On Sep 17, 2007, at 11:26 AM, Daniel Rozenbaum wrote:
> What seems to be happening is this: the code of the server is
> written in
> such a manner that the server knows how many "responses" it's supposed
> to receive from all the clients, so when all the calculation tasks
> been distributed, the server enters a loop inside which it calls
> MPI_Waitany on an array of handles until it receives all the
> results it
> expects. However, from my debug prints it looks like all the clients
> think they've sent all the results they could, and they're now all
> sitting in MPI_Probe, waiting for the server to send out the next
> instruction (which is supposed to contain a message indicating the end
> of the run). So, the server is stuck in MPI_Waitany() while all the
> clients are stuck in MPI_Probe().
On the server side, try putting in a debug loop and see if any of the
requests that your app is waiting for are not MPI_REQUEST_NULL (it's
not a value of 0 -- you'll need to compare against
MPI_REQUEST_NULL). If there are any, see if you can trace backwards
to see what request it is.
> I was wondering if you could comment on the "readv failed" messages
> seeing in the server's stderr:
> mca_btl_tcp_frag_recv: readv failed with errno=110
> I'm seeing a few of these along the server's run, with errno=110
> ("Connection timed out" according to the "perl -e 'die$!=errno'"

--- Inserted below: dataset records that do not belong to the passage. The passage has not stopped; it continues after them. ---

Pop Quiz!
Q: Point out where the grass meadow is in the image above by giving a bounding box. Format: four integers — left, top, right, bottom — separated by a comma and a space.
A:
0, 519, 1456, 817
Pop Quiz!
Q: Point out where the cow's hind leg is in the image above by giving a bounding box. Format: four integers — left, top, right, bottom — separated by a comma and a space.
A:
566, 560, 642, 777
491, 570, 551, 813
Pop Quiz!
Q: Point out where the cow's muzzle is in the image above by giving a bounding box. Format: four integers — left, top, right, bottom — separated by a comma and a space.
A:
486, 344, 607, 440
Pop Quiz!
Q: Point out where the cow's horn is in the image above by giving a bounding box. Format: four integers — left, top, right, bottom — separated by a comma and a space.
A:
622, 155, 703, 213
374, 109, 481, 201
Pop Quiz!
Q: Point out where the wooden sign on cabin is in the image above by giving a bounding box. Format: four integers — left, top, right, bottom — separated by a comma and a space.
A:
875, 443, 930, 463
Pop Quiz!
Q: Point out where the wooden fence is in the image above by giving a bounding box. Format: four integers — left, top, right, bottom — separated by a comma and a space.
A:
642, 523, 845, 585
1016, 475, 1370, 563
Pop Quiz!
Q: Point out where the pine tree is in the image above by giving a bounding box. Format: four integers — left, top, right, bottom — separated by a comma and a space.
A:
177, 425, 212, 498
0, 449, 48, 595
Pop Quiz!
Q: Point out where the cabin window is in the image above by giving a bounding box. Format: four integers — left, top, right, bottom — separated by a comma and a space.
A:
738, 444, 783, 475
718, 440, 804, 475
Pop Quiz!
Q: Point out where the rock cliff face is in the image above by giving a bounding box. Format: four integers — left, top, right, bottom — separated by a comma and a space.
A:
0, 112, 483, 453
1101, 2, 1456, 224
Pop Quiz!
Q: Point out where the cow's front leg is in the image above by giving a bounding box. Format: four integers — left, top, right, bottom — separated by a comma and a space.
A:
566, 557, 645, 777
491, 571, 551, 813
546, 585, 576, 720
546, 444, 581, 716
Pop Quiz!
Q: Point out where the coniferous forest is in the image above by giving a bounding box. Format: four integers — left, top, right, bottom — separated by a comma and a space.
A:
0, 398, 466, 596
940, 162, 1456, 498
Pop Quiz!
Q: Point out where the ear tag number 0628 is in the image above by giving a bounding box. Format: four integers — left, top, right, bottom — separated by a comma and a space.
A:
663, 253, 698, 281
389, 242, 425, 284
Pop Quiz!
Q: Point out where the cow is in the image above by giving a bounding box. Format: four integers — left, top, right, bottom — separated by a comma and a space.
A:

> I found in OpenMPI FAQs), and I've also seen errno=113 ("No route to
> host"). Could this mean there's an occasional infrastructure
> problem? It
> would be strange, as it would then seem that this particular run
> triggers it?.. Could these messages also mean that some messages got
> lost due to these errors, and that's why the server thinks it still
> some results to receive while the clients think they've sent
> everything out?
That is all possible. Sorry I missed that message in your original
message -- it's basically a message saying that MPI_COMM_WORLD rank 0
got a timeout from one of the peers that it shouldn't have.
You're sure that none of your processes are exiting early, right?
You said they were all waiting in MPI_Probe, but I just wanted to
double check that they're all still running.
Unfortunately, our error message is not very clear about which host
it lost the connection with -- after you see that message, do you see
incoming communications from all the slaves, or only some of them?